Um estudo da Universidade de Oxford sobre qual a chance de as atividades profissionais serem automatizadas nos próximos 20 anos mostra que os índices ainda serão muito baixos. O que parece que irá acontecer rapidamente é que as profissões vão se transformar. O que um médico, um engenheiro ou um jornalista fazem hoje não é o que eles farão amanhã. A profissão vai morrer? Não, mas a atividade profissional vai mudar. Eu tenho um entendimento de que as empresas, como as conhecemos hoje, deixarão de existir nos próximos 20 a 25 anos. Esse formato tradicional, de alta cúpula, gerenciamento médio e força de trabalho já está mudando. Em seu lugar surgem plataformas auxiliadas por algoritmos e divisão de tarefas. A alta cúpula permanece, o gerenciamento é feito por algoritmos e a força de trabalho fica fora da empresa. É o que o ocorre com Cabify e Airbnb, por exemplo.

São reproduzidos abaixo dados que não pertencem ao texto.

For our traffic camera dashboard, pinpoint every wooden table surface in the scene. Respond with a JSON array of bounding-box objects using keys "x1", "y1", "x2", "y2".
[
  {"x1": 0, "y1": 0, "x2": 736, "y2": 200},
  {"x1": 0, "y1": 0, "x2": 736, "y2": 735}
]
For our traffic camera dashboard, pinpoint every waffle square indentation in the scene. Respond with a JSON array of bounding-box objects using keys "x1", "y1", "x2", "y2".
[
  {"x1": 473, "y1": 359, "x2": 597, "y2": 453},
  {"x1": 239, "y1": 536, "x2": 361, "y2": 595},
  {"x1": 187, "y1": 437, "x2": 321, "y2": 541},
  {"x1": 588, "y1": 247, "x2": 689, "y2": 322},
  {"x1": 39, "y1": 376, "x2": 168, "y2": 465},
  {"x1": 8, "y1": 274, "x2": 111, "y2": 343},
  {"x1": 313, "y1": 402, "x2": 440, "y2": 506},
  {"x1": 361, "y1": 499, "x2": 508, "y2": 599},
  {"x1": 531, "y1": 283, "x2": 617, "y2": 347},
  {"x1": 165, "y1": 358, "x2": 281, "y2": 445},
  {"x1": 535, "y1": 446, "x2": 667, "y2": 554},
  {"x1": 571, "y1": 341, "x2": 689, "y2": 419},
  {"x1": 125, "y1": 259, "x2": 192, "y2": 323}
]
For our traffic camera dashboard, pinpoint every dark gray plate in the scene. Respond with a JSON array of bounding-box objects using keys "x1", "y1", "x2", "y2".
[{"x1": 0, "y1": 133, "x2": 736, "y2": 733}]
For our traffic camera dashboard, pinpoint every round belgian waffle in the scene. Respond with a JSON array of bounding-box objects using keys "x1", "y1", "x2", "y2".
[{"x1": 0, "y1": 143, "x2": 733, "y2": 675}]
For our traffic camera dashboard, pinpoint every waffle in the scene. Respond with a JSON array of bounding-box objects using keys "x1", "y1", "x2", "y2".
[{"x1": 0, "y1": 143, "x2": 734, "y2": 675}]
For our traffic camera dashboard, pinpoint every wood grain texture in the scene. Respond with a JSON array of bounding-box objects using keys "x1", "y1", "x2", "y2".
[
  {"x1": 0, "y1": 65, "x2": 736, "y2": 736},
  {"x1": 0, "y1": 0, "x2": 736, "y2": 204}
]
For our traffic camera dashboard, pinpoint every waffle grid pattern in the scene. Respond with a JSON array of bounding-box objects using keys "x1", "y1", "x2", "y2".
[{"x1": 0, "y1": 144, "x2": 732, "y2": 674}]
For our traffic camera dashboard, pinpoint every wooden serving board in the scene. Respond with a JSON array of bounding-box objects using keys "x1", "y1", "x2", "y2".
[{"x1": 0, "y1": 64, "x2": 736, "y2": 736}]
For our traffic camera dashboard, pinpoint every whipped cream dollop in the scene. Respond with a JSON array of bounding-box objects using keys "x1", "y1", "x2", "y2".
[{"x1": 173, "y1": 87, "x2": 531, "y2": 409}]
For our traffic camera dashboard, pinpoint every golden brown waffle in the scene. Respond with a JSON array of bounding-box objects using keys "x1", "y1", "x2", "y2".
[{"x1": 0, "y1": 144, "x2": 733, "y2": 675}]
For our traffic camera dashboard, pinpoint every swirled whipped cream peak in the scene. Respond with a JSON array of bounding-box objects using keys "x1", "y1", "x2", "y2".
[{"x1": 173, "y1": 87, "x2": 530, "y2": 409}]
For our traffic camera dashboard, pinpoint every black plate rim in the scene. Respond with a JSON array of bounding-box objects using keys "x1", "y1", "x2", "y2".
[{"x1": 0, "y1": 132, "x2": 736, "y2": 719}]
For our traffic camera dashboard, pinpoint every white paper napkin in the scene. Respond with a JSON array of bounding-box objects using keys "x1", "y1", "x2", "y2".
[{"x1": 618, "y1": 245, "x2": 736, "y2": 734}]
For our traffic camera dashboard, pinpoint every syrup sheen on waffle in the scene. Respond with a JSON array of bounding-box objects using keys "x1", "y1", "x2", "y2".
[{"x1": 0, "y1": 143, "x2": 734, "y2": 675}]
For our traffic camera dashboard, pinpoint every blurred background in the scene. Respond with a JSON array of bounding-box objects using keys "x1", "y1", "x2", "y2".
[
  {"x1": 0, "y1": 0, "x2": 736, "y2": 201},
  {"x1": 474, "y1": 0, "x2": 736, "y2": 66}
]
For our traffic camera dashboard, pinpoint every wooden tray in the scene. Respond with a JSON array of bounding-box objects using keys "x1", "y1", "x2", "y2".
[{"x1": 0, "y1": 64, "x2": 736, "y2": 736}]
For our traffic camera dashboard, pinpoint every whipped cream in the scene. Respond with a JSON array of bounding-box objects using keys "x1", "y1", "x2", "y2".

O pedido do cliente é gerenciado por um algoritmo que o distribui para dezenas de prestadores, “freelancers” que se conectam à organização por trabalho requisitado. Os trabalhadores prestam serviços para várias empresas. Nesse conceito, todos seremos operadores de uma virtualidade.

 

As pessoas terão trabalho ou será tudo automatizado?

Faremos várias coisas, de acordo com nossas habilidades, desejos momentâneos e demandas de mercado. Isso me leva a crer que a maior parte das universidades e programas de treinamento estão preparando jovens para um mundo do trabalho que não existirá. A maioria das pessoas já está automatizada. Elas trabalham mais de oito horas por dia em atividades que odeiam, sob uma pressão nada saudável vinda de chefes que não admiram, em empresas sem propósito. Tudo isso para ganhar um dinheiro que não vale a pena, com o objetivo de comprar coisas desnecessárias e assim parecer mais interessantes do realmente que são. O problema é a automação ou somos nós?

 

O que é o pensamento “pós-digital”?

Na história da humanidade houve três grandes revoluções: a agrícola, a industrial e a digital, que deu origem ao que alguns chamam de era da informação ou era digital. O pensamento pós-digital é a revolução que sucede à era da informação. Já existe até uma sigla para isso: GNR, ou genética, nanotecnologia e robótica, que inclui a inteligência artificial. A genética traz a capacidade de reprogramar a biologia, fazer um “upgrade” nos organismos vivos. A nanotecnologia permite manipular a matéria e criar máquinas em escala microscópica, como pequenos aparelhos que podem ser injetados no nosso corpo para que a gente tenha mais saúde. A robótica e a inteligência artificial provavelmente trarão olhares mais sofisticados para o que hoje não entendemos.

 

Você se refere a questões existenciais ou práticas?

Tanto a indagações filosóficas (qual o sentido da vida?) como por exemplo compreender de fato a relação espaço-tempo proposta por Einstein. Ainda temos muita dificuldade em perceber o tempo de forma não linear.